The greatest talent of any storyboard artist is the ability to listen and translate sometimes vague concepts into easily recognizable images. The artist interviewed for this piece said this translation of the initial communication was the most critical part of the whole storyboarding process.
Storyboard Terms and Abbreviations
WSWide shot, full frame
MS - Medium shot
TS - Tight shot, similar to a CU
CU - Close-up
XCU - Extreme Close-up
3/4 - Three Quarter Shot
H&S - Head & Shoulder shot
Pan - Turn Camera left or right
Tilt - Turn Camera up or down
Zoom - Pull from telephoto to wide angle (or vice versa)
Cut to - Switch to next shot or frame
OTS - Over the shoulder
POV - Point of View
Knowledge of Camera Techniques
It just makes sense that if you're going to translate a written script into a visual form, you need to have a knowledge of the process by which this is accomplished.
Basic camera techniques used in the production of a storyboard include pans, zooms, tilts, etc. For example, H&S indicates a shot (frame) that shows a person's head and shoulders only.
A zoom means the camera moves toward the action or away from it. A two-shot indicates there are 2 people in the shot (frame).
There is a list of some terms and abbreviations used in storyboard descriptions to the right.
These terms are typically used in the script to indicate which type of shot a storyboard artist must create.
In the partial storyboard example shown to the right, there are a number of shot descriptions. From top left, reading down the page, the shots are as follows: 1) Close Up; 2) Two Shot; 3) Wide Shot; 4) Head & Shoulder Shot; 5) Wide Shot or Three Shot; and 6) Two Shot.
The sequence tells the story of a couple who have entered a furniture store and shared their Chinese food dinner on a dining room table. The sales woman enters (frame 4) and tells the potential customers all about the dining room furniture.
Ability to Draw or Sketch
While it is not essential, the best storyboard artists have developed the skill to draw or sketch just about anything or any person from any angle. When you're creating a visual image from a written script, well-rendered drawings simply communicate better. Though they are rarely used, I have seen storyboards drawn using stick figures.
Start by setting up or getting a hold of a storyboard frame template. There are a few websites online that provide a free download for storyboard templates.
If you don't know how to draw, just do the best you can. Remember that the main purpose of a storyboard is not great drawing - the main purpose is to communicate an idea or story.
This can be dome using simple stick figures. The storyboard examples to the right are well drawn and communicate the sequence of the story.
The example to the immediate right is a storyboard done for a creative director working for an advertising agency that had McDonald's® Restaurants as a client.
The first step in the storyboard process was a script written by a copywriter at the ad agency. The script was written to communicate a single concept of idea in the television commercial.
In this case, the concept revolved around loud hip-hop music, cars and the drive-thru at McDonald's.

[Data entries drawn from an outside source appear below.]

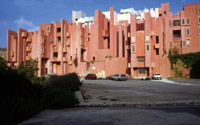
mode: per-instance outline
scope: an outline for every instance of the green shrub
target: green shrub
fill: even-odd
[[[81,85],[82,83],[76,73],[52,77],[44,84],[45,87],[66,88],[72,91],[78,91]]]
[[[67,108],[78,104],[74,91],[81,83],[77,74],[46,78],[36,77],[31,64],[15,69],[0,57],[0,124],[17,124],[47,108]]]
[[[179,60],[181,60],[183,62],[183,64],[185,65],[185,68],[187,70],[190,70],[190,77],[191,78],[200,78],[200,52],[197,53],[188,53],[188,54],[175,54],[172,55],[171,50],[169,50],[169,59],[171,62],[171,69],[174,72],[177,72],[178,70],[180,70],[179,68],[177,69],[174,66],[177,66]],[[182,72],[181,72],[182,73]],[[179,73],[176,75],[177,76],[182,76],[182,74]]]

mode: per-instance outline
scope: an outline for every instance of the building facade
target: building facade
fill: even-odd
[[[169,77],[169,49],[180,54],[200,51],[200,3],[185,5],[177,15],[170,12],[169,3],[120,13],[111,7],[107,12],[96,10],[94,17],[72,11],[72,22],[41,24],[34,32],[8,30],[7,39],[8,65],[36,59],[38,76],[77,72]]]

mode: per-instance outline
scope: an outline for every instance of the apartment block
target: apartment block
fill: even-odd
[[[171,74],[173,53],[200,51],[200,4],[185,5],[173,15],[169,3],[136,11],[111,7],[86,17],[72,11],[72,22],[41,24],[39,31],[8,30],[8,65],[29,59],[38,61],[38,76],[47,73],[106,77],[123,73],[132,78]]]

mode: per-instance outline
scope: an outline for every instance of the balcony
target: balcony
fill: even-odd
[[[67,33],[66,33],[66,36],[67,36],[67,38],[69,38],[69,37],[70,37],[70,33],[69,33],[69,32],[67,32]]]
[[[67,59],[66,59],[66,57],[63,57],[63,62],[67,62]]]
[[[22,37],[27,37],[27,32],[22,32]]]
[[[155,49],[159,49],[159,44],[158,43],[155,44]]]
[[[26,51],[27,51],[27,52],[30,52],[30,51],[31,51],[31,47],[27,46],[27,47],[26,47]]]
[[[155,36],[155,32],[154,31],[151,31],[151,36]]]
[[[69,41],[67,41],[67,46],[70,46],[70,42]]]
[[[69,65],[72,65],[72,63],[73,63],[72,60],[69,60],[69,61],[68,61],[68,64],[69,64]]]
[[[31,42],[31,38],[30,38],[30,37],[27,37],[26,41],[27,41],[27,42]]]
[[[26,56],[26,60],[31,60],[31,57],[30,56]]]
[[[105,37],[109,37],[109,32],[108,30],[103,30],[102,31],[102,36],[105,38]]]

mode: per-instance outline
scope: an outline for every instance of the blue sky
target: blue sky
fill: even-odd
[[[184,4],[199,3],[199,0],[0,0],[0,47],[7,46],[7,30],[34,31],[40,24],[60,22],[61,18],[71,22],[72,10],[94,16],[96,9],[108,11],[111,6],[119,12],[131,7],[135,10],[157,8],[166,2],[176,14]]]

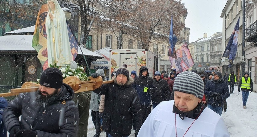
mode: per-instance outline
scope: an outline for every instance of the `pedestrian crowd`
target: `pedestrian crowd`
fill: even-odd
[[[127,67],[112,73],[114,82],[77,93],[62,82],[59,70],[46,69],[37,91],[9,103],[0,98],[0,136],[8,131],[11,137],[86,137],[90,109],[94,137],[103,131],[106,137],[128,137],[132,129],[135,137],[230,136],[221,115],[236,83],[233,71],[223,77],[219,71],[173,69],[168,74],[156,71],[152,78],[146,66],[138,75]],[[244,75],[238,90],[246,109],[253,84],[249,73]],[[91,76],[107,80],[102,69]]]

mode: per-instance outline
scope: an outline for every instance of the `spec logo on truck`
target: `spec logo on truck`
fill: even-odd
[[[133,57],[125,57],[125,60],[131,60],[132,58],[133,58]]]

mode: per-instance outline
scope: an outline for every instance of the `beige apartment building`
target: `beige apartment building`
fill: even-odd
[[[224,52],[230,36],[233,32],[234,28],[236,24],[238,18],[240,17],[239,21],[239,34],[237,42],[237,50],[236,58],[234,60],[232,67],[228,68],[229,63],[228,60],[222,59],[221,61],[222,72],[224,75],[226,72],[230,73],[231,71],[235,72],[237,80],[239,81],[239,78],[242,75],[241,63],[242,60],[242,34],[243,21],[242,0],[228,0],[224,8],[222,10],[221,17],[223,18],[222,23],[222,52]]]

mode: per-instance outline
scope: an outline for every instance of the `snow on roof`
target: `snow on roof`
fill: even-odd
[[[110,57],[110,50],[112,49],[107,47],[104,47],[98,51],[96,51],[94,52],[99,55],[103,55],[109,58]]]
[[[12,35],[0,37],[0,51],[36,51],[31,46],[33,35]],[[103,57],[102,56],[81,47],[84,55]],[[78,48],[78,54],[82,54]]]
[[[33,35],[13,35],[0,37],[0,51],[36,51],[31,47]]]
[[[5,33],[22,33],[24,32],[34,32],[35,30],[35,26],[32,26],[28,27],[22,28],[18,30],[11,31],[5,32]]]

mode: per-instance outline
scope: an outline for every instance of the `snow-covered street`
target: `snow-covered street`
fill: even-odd
[[[235,86],[234,94],[227,99],[227,109],[222,113],[222,116],[231,137],[253,137],[257,135],[257,93],[249,94],[246,109],[243,107],[242,94],[238,96],[237,86]],[[94,125],[89,113],[87,136],[93,137],[95,133]],[[135,137],[135,131],[129,136]],[[102,132],[100,137],[105,136]]]
[[[257,93],[249,94],[246,108],[243,107],[242,94],[237,96],[237,86],[234,94],[227,99],[227,109],[222,116],[231,137],[255,137],[257,135]]]

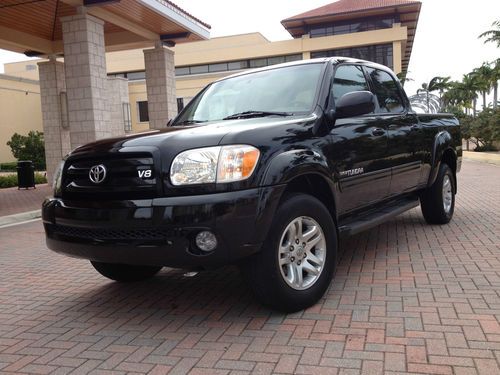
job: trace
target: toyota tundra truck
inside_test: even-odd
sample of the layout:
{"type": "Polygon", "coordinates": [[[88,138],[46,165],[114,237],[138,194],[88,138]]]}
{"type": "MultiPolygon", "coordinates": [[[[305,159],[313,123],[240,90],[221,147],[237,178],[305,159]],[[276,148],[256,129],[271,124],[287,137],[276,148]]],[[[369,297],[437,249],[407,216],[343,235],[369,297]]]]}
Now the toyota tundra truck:
{"type": "Polygon", "coordinates": [[[461,160],[457,119],[417,115],[387,67],[304,60],[213,82],[161,131],[75,149],[43,224],[50,249],[112,280],[234,264],[291,312],[325,293],[339,238],[419,204],[448,223],[461,160]]]}

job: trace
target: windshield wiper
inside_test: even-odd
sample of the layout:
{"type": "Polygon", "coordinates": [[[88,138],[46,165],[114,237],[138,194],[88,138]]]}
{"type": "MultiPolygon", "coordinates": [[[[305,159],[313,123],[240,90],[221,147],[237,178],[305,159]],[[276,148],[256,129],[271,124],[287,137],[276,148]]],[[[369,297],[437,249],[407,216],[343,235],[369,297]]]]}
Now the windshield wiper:
{"type": "Polygon", "coordinates": [[[182,121],[182,122],[178,122],[177,124],[175,124],[175,126],[177,126],[177,125],[201,124],[202,122],[207,122],[207,121],[206,120],[185,120],[185,121],[182,121]]]}
{"type": "Polygon", "coordinates": [[[292,116],[290,112],[270,112],[270,111],[245,111],[224,117],[223,120],[235,120],[240,118],[265,117],[265,116],[292,116]]]}

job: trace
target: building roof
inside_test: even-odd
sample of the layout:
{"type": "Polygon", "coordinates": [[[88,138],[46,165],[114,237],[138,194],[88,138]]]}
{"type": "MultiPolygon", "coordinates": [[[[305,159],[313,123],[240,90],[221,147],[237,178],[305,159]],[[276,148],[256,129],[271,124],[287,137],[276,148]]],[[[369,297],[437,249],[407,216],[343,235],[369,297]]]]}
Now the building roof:
{"type": "Polygon", "coordinates": [[[104,21],[106,50],[145,48],[210,37],[210,25],[170,0],[1,0],[0,48],[32,55],[62,53],[61,18],[85,12],[104,21]]]}
{"type": "Polygon", "coordinates": [[[397,14],[401,26],[406,27],[408,32],[407,40],[403,42],[402,56],[402,70],[406,71],[410,62],[420,7],[421,2],[417,0],[338,0],[286,18],[281,24],[294,38],[299,38],[308,33],[311,25],[397,14]]]}
{"type": "MultiPolygon", "coordinates": [[[[340,15],[344,13],[356,13],[360,11],[381,9],[394,6],[405,6],[419,4],[420,1],[414,0],[339,0],[322,7],[309,10],[304,13],[297,14],[296,16],[287,18],[281,23],[286,23],[293,20],[304,20],[306,18],[315,18],[328,15],[340,15]]],[[[285,26],[286,27],[286,26],[285,26]]]]}

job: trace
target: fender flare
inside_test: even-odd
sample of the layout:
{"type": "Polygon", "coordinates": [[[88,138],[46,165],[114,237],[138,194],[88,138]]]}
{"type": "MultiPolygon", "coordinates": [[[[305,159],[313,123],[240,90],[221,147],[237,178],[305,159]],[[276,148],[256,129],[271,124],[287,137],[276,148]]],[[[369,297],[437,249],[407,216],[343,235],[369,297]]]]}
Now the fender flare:
{"type": "Polygon", "coordinates": [[[331,179],[326,158],[310,149],[298,149],[282,152],[271,159],[266,168],[261,186],[286,184],[303,174],[319,174],[331,179]]]}
{"type": "Polygon", "coordinates": [[[429,180],[427,182],[427,187],[432,186],[436,181],[439,168],[441,166],[441,160],[443,155],[447,150],[451,150],[457,158],[457,153],[453,148],[453,138],[449,132],[442,130],[436,134],[434,137],[434,144],[432,147],[432,162],[431,162],[431,172],[429,174],[429,180]]]}
{"type": "MultiPolygon", "coordinates": [[[[330,187],[334,206],[336,207],[336,181],[330,172],[327,159],[314,150],[297,149],[282,152],[269,162],[263,174],[260,186],[275,186],[279,187],[279,189],[272,197],[266,197],[267,199],[260,200],[259,212],[263,212],[268,209],[268,206],[272,206],[273,208],[267,212],[272,212],[274,216],[274,211],[278,207],[287,184],[293,179],[305,175],[316,175],[325,180],[330,187]]],[[[335,221],[337,218],[333,217],[333,220],[335,221]]]]}

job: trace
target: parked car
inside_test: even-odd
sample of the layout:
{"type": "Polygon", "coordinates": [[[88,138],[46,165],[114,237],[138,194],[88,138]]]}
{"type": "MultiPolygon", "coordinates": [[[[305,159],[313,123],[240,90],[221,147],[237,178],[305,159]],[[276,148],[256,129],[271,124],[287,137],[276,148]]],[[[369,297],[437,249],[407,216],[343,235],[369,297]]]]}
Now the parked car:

The artist, working with the director, used a combination of wide shots, close-ups and product shots to clearly tell the story.
In recent years, the development of digital graphic tablets and storyboard software has revolutionized the storyboard industry. Even though there are still a number of artists who use the old ways of hand drawing storyboards, those methods are fast fading away.
Regardless of what methods are used to create a storyboard, directors, film companies and advertising agencies will continue to use the simple storyboard to communicate their sometimes vague and complex concepts.